On 16 October 2025, City and Guilds of London Institute (CGLI) announced the sale of its commercial awarding organisation and skills training activities to PeopleCert

On 16 October 2025, City and Guilds of London Institute (CGLI) announced the sale of its commercial awarding organisation and skills training activities to PeopleCert

cityandguildsfoundation.org/.../

To many people the C&G certification is a bench mark standard.  What is next will they be selling off Cambridge or Oxford University?

As always please be polite and respectful in this purely academic debate.





Come on everybody let’s help inspire the future

  • The Charity Commission has opened a statutory inquiry into City and Guilds of London Institute.

    www.gov.uk/.../regulator-investigates-charity-over-concerns-about-asset-sale

  • It may be your comment is tongue-in-cheek, but for those who are not sure...

    Oh dear! I was a bit - my apologies. I could have mentioned that we were up in time to be on the river by 07:00 (rowing, not punting), Saturdays were working days with lectures and lab work (at least in the mornings), bank holidays did not exist (too modern!), and some supervisions (tutorials) were after dinner. Sundays were for prayers.

    My point really was that there is nothing wrong or new about the notion of an independent institution which not only facilitates learning, but makes its own assessment as to whether students have reached the desired standard.

    The good ship "education and training is best provided by private organisations" set sail 45 years ago...

    Around the time that I graduated. :-)

    And, for the avoidance of doubt, personally I do think all certified education and training should be in public rather than private ownership

    Not sure that I agree on that one.

  • Which rather justifies the origin of this thread.

  • the time that I graduated

    Ha, well in that case I'm just  a few years younger than you then, but we both benefited from a grant system at  time when a much smaller fraction of teenagers went on to complete anything much beyond O levels, well at the comp I went to anyway.

    Mike.

  • Beware Greeks bearing gifts?

  • Should the attached been a warning of a failure of corporate governance.

    https://thenegotiator.co.uk/news/big-agent-training-organisation-faces-200000-fine-from-regulator/

  • A quick squint at this persons Wikipedia entry is interesting. I mean claiming that you have a PHD and an MA on your CV is an easy mistake to make isn't it? 

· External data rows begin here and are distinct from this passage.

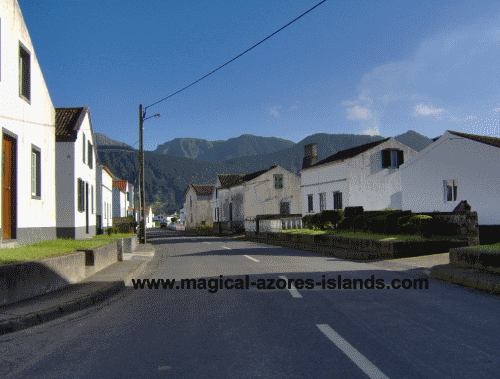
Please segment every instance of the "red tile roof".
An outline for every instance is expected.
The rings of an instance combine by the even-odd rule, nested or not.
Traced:
[[[113,173],[111,172],[111,170],[109,168],[107,168],[106,166],[102,166],[102,168],[104,169],[104,171],[106,171],[109,176],[111,176],[112,179],[115,179],[116,176],[113,175]]]
[[[126,180],[113,180],[113,187],[118,188],[122,192],[127,192],[127,181]]]
[[[186,196],[186,193],[190,187],[194,189],[194,191],[196,192],[197,195],[202,195],[202,196],[207,196],[207,195],[213,194],[214,188],[215,188],[215,186],[211,186],[211,185],[190,184],[189,186],[187,186],[186,190],[184,191],[184,196]]]
[[[252,172],[250,174],[238,174],[238,175],[217,175],[220,181],[221,188],[230,188],[245,182],[249,182],[255,178],[258,178],[262,174],[276,168],[277,166],[271,166],[266,170]]]
[[[89,107],[56,108],[56,141],[75,141]]]

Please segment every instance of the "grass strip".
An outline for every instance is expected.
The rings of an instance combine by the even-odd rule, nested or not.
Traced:
[[[0,265],[71,254],[76,250],[93,249],[109,242],[109,240],[58,238],[52,241],[43,241],[12,249],[2,249],[0,250]]]
[[[460,237],[450,237],[450,236],[432,236],[431,238],[424,238],[418,235],[407,235],[407,234],[376,234],[376,233],[366,233],[366,232],[353,232],[353,231],[343,231],[343,230],[319,230],[319,229],[284,229],[282,233],[289,234],[326,234],[339,237],[349,237],[349,238],[366,238],[373,239],[377,241],[389,241],[389,242],[411,242],[411,241],[440,241],[440,240],[450,240],[450,239],[460,239]]]
[[[135,236],[135,233],[115,233],[108,236],[107,234],[100,234],[98,236],[93,237],[93,240],[113,240],[118,238],[130,238]]]

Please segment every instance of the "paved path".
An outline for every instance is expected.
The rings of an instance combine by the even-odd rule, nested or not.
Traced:
[[[425,279],[418,259],[359,263],[158,231],[140,278]],[[435,257],[437,261],[445,257]],[[392,267],[391,267],[392,265]],[[497,378],[498,297],[429,289],[128,287],[107,303],[0,337],[3,378]]]

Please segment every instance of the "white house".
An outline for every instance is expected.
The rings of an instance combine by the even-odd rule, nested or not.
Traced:
[[[96,159],[88,107],[56,108],[58,238],[96,234]]]
[[[126,180],[113,180],[113,217],[127,217],[128,182]]]
[[[218,175],[212,203],[214,222],[300,214],[300,178],[280,166],[245,175]]]
[[[467,200],[479,225],[500,225],[500,138],[446,131],[401,167],[403,208],[451,212]]]
[[[302,214],[363,206],[402,208],[400,165],[417,152],[386,138],[339,151],[318,162],[316,144],[305,146]]]
[[[186,225],[186,203],[185,202],[184,202],[184,206],[179,211],[179,220],[177,220],[177,222],[181,223],[182,225]]]
[[[141,213],[139,210],[140,210],[139,207],[135,208],[135,221],[137,223],[139,222],[139,220],[142,220]],[[128,215],[129,216],[134,215],[134,208],[133,207],[128,207]],[[146,223],[145,223],[146,228],[154,228],[155,215],[154,215],[151,207],[149,207],[149,206],[144,207],[144,218],[146,219]]]
[[[190,184],[184,191],[186,228],[212,224],[212,194],[214,186]]]
[[[115,176],[106,166],[96,167],[96,225],[98,233],[113,226],[113,178]]]
[[[55,110],[16,0],[0,1],[0,131],[0,248],[55,239]]]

    www.telegraph.co.uk/.../

  • Surely this cannot be true?

    https://tombewick.substack.com/p/exclusive-c-and-g-insiders-turn-on

  • Given my experience, c.v. fraud must be quite common. I have worked with at least three people who had been appointed on the basis of qualifications which they did not possess. The thing is that nobody asked to see the certificates.

    One landed on my desk on a Friday afternoon when everybody else had gone POETS. I called the culprit, explained that there had been a serious allegation, and would he kindly bring his certificate to work on Monday morning. I never saw him again.

    That left a gap, so I called the next in line and asked him to bring his certificate on Monday morning (with a view to giving acting promotion). When he asked me whether I wanted him to take it out of the frame, I knew that we were on safe ground.

  • It appears the 7 Nolan Principles of Rules for Public Life have been  totally ignored in this case

    1. Selflessness – Holders of public office always place the public interest before themselves.
    2. Integrity – Holders of public office must not take unfairly decisions that benefit themselves or people they know and should report all conflicts of interest.
    3. Objectivity – Holders of public office must act and take decisions impartially, fairly and on merit, using the best evidence and without discrimination or bias.
    4. Accountability – Holders of public office are accountable to the public for their decisions and actions and must submit themselves to the scrutiny necessary to ensure this.
    5. Openness – Holders of public office should act and take decisions in an open and transparent manner. Information should not be withheld from the public unless there are clear and lawful reasons for so doing.
    6. Honesty – Holders of public office should be truthful.
    7. Leadership – Holders of public office should act as examples to others and call out poor behaviour when they see it.